The reaffirmation of the Tranche 2 to 4 ratings is premised on the Bank’s FIRs, the transaction’s “average” I-Risk, and the superior credit support afforded by overcollateralisation (OC) levels that correspond with the ratings. While the respective OC ratios are adequate to support a higher rating, the transaction ratings are limited by the four-notch rating uplift from the Bank’s long-term rating under RAM’s rating criteria for Covered Bonds.
During the review period, the performances of all four tranches of the Structured Covered Sukuk remained within our expectations despite more than 90% of PF underlying each of the Tranche Cover Assets falling under the six-month automatic moratorium from April to September 2020. Collections were interrupted during this period but recovered to near-usual levels post-moratorium. We expect collections performance to remain stable, with minimal impact from the Bank’s Financial Flexibility Programme (affecting ~15% of total securitised PF) and the mandatory contribution of a portion of civil servant allowances to the National Disaster Relief Trust Fund to support Covid-19-related expenses.
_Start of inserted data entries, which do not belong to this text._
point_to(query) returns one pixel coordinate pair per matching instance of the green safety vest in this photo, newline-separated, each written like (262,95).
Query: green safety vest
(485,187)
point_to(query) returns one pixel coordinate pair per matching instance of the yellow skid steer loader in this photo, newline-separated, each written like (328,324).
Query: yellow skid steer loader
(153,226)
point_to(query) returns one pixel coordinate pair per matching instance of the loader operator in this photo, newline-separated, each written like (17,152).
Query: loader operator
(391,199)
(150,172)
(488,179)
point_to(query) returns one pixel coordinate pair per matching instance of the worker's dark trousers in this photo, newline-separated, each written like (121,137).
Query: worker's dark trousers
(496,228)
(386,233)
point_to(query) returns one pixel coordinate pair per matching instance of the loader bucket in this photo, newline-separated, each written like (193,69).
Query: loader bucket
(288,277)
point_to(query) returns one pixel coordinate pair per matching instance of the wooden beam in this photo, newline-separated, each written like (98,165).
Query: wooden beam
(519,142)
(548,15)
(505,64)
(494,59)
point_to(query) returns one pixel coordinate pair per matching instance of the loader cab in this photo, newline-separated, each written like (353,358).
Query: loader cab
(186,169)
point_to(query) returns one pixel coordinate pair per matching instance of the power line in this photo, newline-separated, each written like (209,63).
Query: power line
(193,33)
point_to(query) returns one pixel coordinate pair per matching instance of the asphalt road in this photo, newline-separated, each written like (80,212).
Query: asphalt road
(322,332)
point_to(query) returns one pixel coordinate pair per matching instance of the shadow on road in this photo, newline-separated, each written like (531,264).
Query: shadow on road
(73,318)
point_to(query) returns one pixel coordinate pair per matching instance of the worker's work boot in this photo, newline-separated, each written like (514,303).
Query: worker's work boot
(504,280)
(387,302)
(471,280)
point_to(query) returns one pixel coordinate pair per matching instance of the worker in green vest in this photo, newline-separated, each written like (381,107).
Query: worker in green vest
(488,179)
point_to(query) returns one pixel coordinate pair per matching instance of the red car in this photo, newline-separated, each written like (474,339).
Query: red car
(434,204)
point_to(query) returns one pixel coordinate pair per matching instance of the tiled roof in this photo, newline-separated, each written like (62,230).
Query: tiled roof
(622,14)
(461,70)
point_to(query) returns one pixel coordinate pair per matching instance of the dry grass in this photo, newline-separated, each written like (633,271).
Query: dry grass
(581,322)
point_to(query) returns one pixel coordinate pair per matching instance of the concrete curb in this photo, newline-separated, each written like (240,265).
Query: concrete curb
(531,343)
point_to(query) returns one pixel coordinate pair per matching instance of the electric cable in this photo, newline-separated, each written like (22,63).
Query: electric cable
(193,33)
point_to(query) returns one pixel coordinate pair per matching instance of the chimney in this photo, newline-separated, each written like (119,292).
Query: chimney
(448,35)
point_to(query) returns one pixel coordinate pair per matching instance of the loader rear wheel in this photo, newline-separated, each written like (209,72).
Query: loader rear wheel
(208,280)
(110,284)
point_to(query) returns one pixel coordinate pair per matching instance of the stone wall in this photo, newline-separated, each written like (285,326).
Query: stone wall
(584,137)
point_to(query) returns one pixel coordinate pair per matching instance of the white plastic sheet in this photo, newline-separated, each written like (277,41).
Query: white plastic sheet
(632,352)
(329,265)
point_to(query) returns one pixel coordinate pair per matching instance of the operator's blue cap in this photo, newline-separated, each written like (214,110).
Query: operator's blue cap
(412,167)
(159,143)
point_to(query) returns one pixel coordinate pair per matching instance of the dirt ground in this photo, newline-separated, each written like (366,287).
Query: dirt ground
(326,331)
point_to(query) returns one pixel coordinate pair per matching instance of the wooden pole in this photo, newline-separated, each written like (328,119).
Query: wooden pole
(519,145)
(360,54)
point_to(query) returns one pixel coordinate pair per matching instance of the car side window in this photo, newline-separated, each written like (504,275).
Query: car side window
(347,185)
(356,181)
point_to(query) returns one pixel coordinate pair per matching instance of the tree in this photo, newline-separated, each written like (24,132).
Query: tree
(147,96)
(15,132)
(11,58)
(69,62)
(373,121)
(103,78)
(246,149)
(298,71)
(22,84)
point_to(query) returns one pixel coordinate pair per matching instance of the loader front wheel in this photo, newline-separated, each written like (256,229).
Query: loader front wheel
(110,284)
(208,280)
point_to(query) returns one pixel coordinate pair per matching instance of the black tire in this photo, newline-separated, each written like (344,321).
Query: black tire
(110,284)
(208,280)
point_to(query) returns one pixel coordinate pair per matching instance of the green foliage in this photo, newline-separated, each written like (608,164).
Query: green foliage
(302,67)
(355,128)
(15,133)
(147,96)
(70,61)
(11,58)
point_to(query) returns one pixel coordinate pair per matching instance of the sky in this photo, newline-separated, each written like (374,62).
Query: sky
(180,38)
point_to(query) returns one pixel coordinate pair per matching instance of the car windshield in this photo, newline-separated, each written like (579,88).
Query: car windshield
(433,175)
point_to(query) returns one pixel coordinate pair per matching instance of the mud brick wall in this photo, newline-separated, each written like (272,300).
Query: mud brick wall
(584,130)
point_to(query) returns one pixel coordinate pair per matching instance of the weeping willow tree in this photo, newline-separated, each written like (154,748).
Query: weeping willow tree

Moreover, the robust OC levels provide sufficient buffers against a higher incidence of default, with adequate liquidity to absorb at least another six-month of interrupted collections.
Prepayments, on the other hand, were lower during the early stage of the moratorium, having subsequently retraced their usual trend. Except for Tranche 4 Sukuk where prepayments were within our high and low-prepayment scenarios, the remaining three tranches recorded levels exceeding our high-prepayment assumptions. Considering the longer remaining tenure of the PF vis-à-vis the sukuk, higher than expected prepayment is credit positive for the transaction. The serial redemption of the sukuk moderates negative carry.